B'Elanna groaned when she realized something. "Oh crap, that's not right. They were going to be working on the outer hull to finally fix those spots we were only able to patch up in the past. They will have to finish that, that's the whole reason we had to get back to Voyager to begin with instead of them just coming after us." She groaned once more. "It will be weeks. Kathryn won't interrupt that job for nothing more than us not calling in. Voyager has a rich history of people doing an away mission of a few days, only to be gone for weeks. Especially if you keep in mind that we are not lost as such. They know where we are and they will blame it on the temporal stuff."
"They will not come," Seven repeated. "Or more to the point, once they do we will long have died."
"What the fuck are you talking about," B'Elanna asked frustrated. "I would have thought that you of all people would have more faith in Kathryn coming for us."
"I have the utmost faith in Kathryn," Seven shot back.
B'Elanna was amazed to see a tear roll down Seven's face.
"It is not Kathryn's fault that Voyager cannot come for us," Seven continued. "Voyager cannot come for us because Voyager has not yet been built."
"What?!" B'Elanna exclaimed confused.
"Voyager has not yet been built," Seven repeated. "None of it exists yet. Voyager, the Federation, the Klingon Empire. At the moment, Human's biggest achievement is that they recently finished the great pyramid in Egypt."
"Has that dizziness gone to your head?" B'Elanna finally managed to say.
"I am certain that the temporal anomaly of this planet is not natural. It must have been created by some entity," Seven said, and for a moment it sounded like she had just started a whole new subject.
"Created?" B'Elanna repeated.
"There are actually three temporal zones surrounding this planet," Seven continued. "It is the one we are in that makes me certain that this is not natural."
"Why?" B'Elanna asked in a drawn out way that was more of a prompt to finally get to the damn point.
"Because here time is in sync with the time in space."
"So, that means that Voyager will get here faster," B'Elanna said, looking for the positive.

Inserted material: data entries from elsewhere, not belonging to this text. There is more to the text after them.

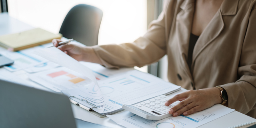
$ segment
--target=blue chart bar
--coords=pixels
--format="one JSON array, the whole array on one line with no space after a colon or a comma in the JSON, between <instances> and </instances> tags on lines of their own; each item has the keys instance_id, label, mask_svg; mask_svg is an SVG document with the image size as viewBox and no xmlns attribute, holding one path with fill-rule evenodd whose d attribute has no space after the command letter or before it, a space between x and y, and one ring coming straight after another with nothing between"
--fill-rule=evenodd
<instances>
[{"instance_id":1,"label":"blue chart bar","mask_svg":"<svg viewBox=\"0 0 256 128\"><path fill-rule=\"evenodd\" d=\"M148 83L150 83L150 82L148 82L148 81L146 81L146 80L143 80L143 79L141 79L141 78L138 78L138 77L136 77L136 76L134 76L132 75L130 75L130 76L132 76L132 77L134 77L134 78L137 78L137 79L139 79L139 80L143 80L143 81L145 81L145 82L148 82Z\"/></svg>"},{"instance_id":2,"label":"blue chart bar","mask_svg":"<svg viewBox=\"0 0 256 128\"><path fill-rule=\"evenodd\" d=\"M42 62L42 61L41 61L40 60L38 60L38 59L36 59L36 58L34 58L33 57L32 57L32 56L28 56L28 55L27 54L24 54L20 52L20 51L17 51L16 52L17 52L17 53L19 53L19 54L22 54L22 55L25 56L26 56L26 57L28 57L30 58L30 59L34 60L37 61L37 62Z\"/></svg>"},{"instance_id":3,"label":"blue chart bar","mask_svg":"<svg viewBox=\"0 0 256 128\"><path fill-rule=\"evenodd\" d=\"M101 74L101 73L100 73L100 72L95 72L95 71L93 71L93 72L95 72L95 73L97 73L97 74L100 74L100 75L102 75L102 76L104 76L104 77L106 77L106 78L108 78L108 76L106 76L106 75L104 75L104 74Z\"/></svg>"},{"instance_id":4,"label":"blue chart bar","mask_svg":"<svg viewBox=\"0 0 256 128\"><path fill-rule=\"evenodd\" d=\"M113 100L110 100L110 99L108 100L109 100L109 101L111 101L111 102L113 102L113 103L115 103L115 104L118 104L118 105L121 105L121 106L123 106L123 105L122 105L122 104L120 104L120 103L118 103L118 102L115 102L115 101L113 101Z\"/></svg>"},{"instance_id":5,"label":"blue chart bar","mask_svg":"<svg viewBox=\"0 0 256 128\"><path fill-rule=\"evenodd\" d=\"M190 119L190 120L191 120L192 121L194 121L194 122L196 122L197 123L198 123L198 122L199 122L199 121L197 121L196 120L194 120L194 119L192 119L192 118L191 118L190 117L188 117L188 116L185 116L182 115L180 115L180 116L182 116L182 117L185 117L186 118L188 118L188 119Z\"/></svg>"},{"instance_id":6,"label":"blue chart bar","mask_svg":"<svg viewBox=\"0 0 256 128\"><path fill-rule=\"evenodd\" d=\"M16 68L13 67L12 66L7 66L7 67L9 67L9 68L12 68L12 69L16 69Z\"/></svg>"},{"instance_id":7,"label":"blue chart bar","mask_svg":"<svg viewBox=\"0 0 256 128\"><path fill-rule=\"evenodd\" d=\"M122 79L119 79L119 80L115 80L115 81L114 81L111 82L110 82L108 83L108 84L109 84L109 83L111 83L114 82L117 82L117 81L119 81L119 80L124 80L124 79L125 79L125 78L122 78Z\"/></svg>"}]
</instances>

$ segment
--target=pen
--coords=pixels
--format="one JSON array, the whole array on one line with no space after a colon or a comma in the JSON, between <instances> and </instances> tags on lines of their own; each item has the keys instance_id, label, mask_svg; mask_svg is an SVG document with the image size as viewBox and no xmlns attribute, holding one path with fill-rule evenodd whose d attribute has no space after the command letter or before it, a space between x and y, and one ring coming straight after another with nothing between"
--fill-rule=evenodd
<instances>
[{"instance_id":1,"label":"pen","mask_svg":"<svg viewBox=\"0 0 256 128\"><path fill-rule=\"evenodd\" d=\"M74 40L73 39L69 39L67 41L62 41L61 42L60 42L60 43L59 43L59 44L58 44L58 45L57 46L57 47L61 45L62 45L63 44L68 44L69 42L71 42L71 41L72 40ZM54 47L54 46L50 46L50 47L49 47L48 48L50 48L50 47Z\"/></svg>"}]
</instances>

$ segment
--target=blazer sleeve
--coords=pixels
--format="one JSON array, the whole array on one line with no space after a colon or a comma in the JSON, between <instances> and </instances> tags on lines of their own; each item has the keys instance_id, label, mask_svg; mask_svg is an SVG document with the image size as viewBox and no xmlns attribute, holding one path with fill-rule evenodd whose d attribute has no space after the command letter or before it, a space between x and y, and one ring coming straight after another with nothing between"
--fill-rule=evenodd
<instances>
[{"instance_id":1,"label":"blazer sleeve","mask_svg":"<svg viewBox=\"0 0 256 128\"><path fill-rule=\"evenodd\" d=\"M238 68L239 79L220 86L227 91L228 107L244 114L256 107L256 9L251 12Z\"/></svg>"},{"instance_id":2,"label":"blazer sleeve","mask_svg":"<svg viewBox=\"0 0 256 128\"><path fill-rule=\"evenodd\" d=\"M142 67L157 62L163 57L166 53L167 41L165 29L166 6L164 6L158 18L150 23L146 34L134 42L93 46L103 65L109 68Z\"/></svg>"}]
</instances>

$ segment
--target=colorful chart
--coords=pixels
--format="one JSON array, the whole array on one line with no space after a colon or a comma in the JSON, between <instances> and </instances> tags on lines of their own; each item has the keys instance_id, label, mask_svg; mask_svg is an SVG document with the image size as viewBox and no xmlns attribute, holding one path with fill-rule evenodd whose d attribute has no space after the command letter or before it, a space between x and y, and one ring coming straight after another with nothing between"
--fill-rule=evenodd
<instances>
[{"instance_id":1,"label":"colorful chart","mask_svg":"<svg viewBox=\"0 0 256 128\"><path fill-rule=\"evenodd\" d=\"M56 77L65 75L66 74L66 76L68 76L70 78L76 77L75 78L70 80L68 80L68 81L71 82L74 84L82 82L83 81L85 80L84 79L82 79L79 77L77 77L77 76L75 75L72 75L71 74L68 74L68 73L64 71L60 71L59 72L52 73L48 74L47 76L52 78L54 78Z\"/></svg>"},{"instance_id":2,"label":"colorful chart","mask_svg":"<svg viewBox=\"0 0 256 128\"><path fill-rule=\"evenodd\" d=\"M156 126L156 127L157 128L175 128L175 125L169 122L162 122L159 123Z\"/></svg>"}]
</instances>

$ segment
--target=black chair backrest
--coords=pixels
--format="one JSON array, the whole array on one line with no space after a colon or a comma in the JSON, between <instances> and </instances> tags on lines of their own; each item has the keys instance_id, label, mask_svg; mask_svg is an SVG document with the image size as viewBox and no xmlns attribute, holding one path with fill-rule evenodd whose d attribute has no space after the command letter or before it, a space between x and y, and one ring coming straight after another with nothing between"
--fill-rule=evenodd
<instances>
[{"instance_id":1,"label":"black chair backrest","mask_svg":"<svg viewBox=\"0 0 256 128\"><path fill-rule=\"evenodd\" d=\"M100 26L103 16L100 9L81 4L73 7L66 16L60 33L86 46L98 44Z\"/></svg>"}]
</instances>

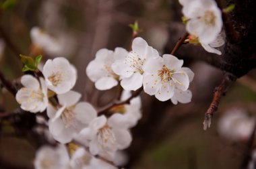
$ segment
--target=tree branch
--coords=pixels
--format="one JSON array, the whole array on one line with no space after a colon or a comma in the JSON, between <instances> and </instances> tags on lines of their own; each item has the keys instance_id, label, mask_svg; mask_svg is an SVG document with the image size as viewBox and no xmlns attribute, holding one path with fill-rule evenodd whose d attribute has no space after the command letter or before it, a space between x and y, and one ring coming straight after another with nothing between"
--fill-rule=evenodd
<instances>
[{"instance_id":1,"label":"tree branch","mask_svg":"<svg viewBox=\"0 0 256 169\"><path fill-rule=\"evenodd\" d=\"M215 89L214 92L214 98L210 107L205 114L205 120L203 123L204 130L206 130L207 127L210 127L211 119L214 113L218 110L222 96L225 95L229 87L236 80L236 77L234 75L229 73L226 73L220 84Z\"/></svg>"}]
</instances>

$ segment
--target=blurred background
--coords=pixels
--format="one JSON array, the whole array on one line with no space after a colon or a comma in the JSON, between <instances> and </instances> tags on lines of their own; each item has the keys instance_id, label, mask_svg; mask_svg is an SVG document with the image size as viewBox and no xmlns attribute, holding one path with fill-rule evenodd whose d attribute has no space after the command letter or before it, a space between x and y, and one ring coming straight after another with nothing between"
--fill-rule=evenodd
<instances>
[{"instance_id":1,"label":"blurred background","mask_svg":"<svg viewBox=\"0 0 256 169\"><path fill-rule=\"evenodd\" d=\"M36 56L30 30L39 27L59 44L55 51L40 51L43 61L67 58L78 71L74 89L82 93L84 100L99 107L117 92L116 88L97 91L86 76L86 68L99 49L129 50L132 30L128 25L136 20L143 30L139 36L162 54L170 53L185 32L177 0L1 0L0 4L0 70L6 77L18 82L22 74L18 54ZM190 44L176 54L195 74L191 103L173 105L141 94L143 118L131 131L133 141L126 150L128 168L226 169L241 165L255 123L255 71L231 87L211 127L203 131L204 113L223 76L198 59L210 54ZM0 109L18 107L15 98L3 89ZM36 148L18 137L8 123L0 121L0 168L33 168Z\"/></svg>"}]
</instances>

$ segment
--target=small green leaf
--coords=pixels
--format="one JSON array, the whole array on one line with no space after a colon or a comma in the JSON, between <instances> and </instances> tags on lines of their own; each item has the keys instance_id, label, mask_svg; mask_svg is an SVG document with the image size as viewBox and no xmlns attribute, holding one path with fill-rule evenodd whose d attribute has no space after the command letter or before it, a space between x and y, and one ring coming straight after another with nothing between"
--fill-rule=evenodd
<instances>
[{"instance_id":1,"label":"small green leaf","mask_svg":"<svg viewBox=\"0 0 256 169\"><path fill-rule=\"evenodd\" d=\"M142 30L140 30L139 28L139 23L137 21L135 21L134 22L134 24L129 24L129 27L130 27L133 30L133 31L137 33L142 32Z\"/></svg>"},{"instance_id":2,"label":"small green leaf","mask_svg":"<svg viewBox=\"0 0 256 169\"><path fill-rule=\"evenodd\" d=\"M38 55L36 57L34 64L35 64L35 66L36 68L37 68L37 66L38 66L40 61L41 60L42 58L42 55Z\"/></svg>"},{"instance_id":3,"label":"small green leaf","mask_svg":"<svg viewBox=\"0 0 256 169\"><path fill-rule=\"evenodd\" d=\"M18 0L6 0L1 4L1 8L5 10L13 9L18 4Z\"/></svg>"},{"instance_id":4,"label":"small green leaf","mask_svg":"<svg viewBox=\"0 0 256 169\"><path fill-rule=\"evenodd\" d=\"M228 7L227 7L226 8L223 9L222 11L224 13L230 13L230 11L234 10L234 7L235 5L232 3L229 5Z\"/></svg>"}]
</instances>

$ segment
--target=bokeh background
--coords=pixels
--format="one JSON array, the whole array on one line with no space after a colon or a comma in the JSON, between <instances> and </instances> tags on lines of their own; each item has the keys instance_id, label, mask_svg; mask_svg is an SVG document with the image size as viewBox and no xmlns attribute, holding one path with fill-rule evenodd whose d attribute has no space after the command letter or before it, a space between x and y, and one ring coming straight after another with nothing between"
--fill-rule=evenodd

"Voyager does not exist," Seven snapped.
B'Elanna was shocked, she had never seen the cool blonde snap at someone like that. It had been one of the things that pissed B'Elanna off the most when they had been fighting. How Seven would just stand there and react even to the loudest shouting by calmly, and stubbornly, repeat her objection.
Seven took a calming breath before trying to explain, "There is one temporal zone on the outer edge of the planet. It is my believe that this is done deliberately to hide all that is below, yet make it look like a normal event. Then there is a second temporal zone exactly two hundred kilometers up, it is exactly two kilometers thick. Entering it was what you compared to flying into a wall. In this zone time flows in reverse. Then lastly there is this zone where time is once again normal."
B'Elanna lifted her hands. "Who, hold your horses for a moment. Time flowing in reverse? You mean we traveled back in time? That's why you say Voyager doesn't exist? Because Voyager truly hasn't physically been built yet? How far did we travel back in time, you..." A dread came over her, "... you were talking about the pyramids."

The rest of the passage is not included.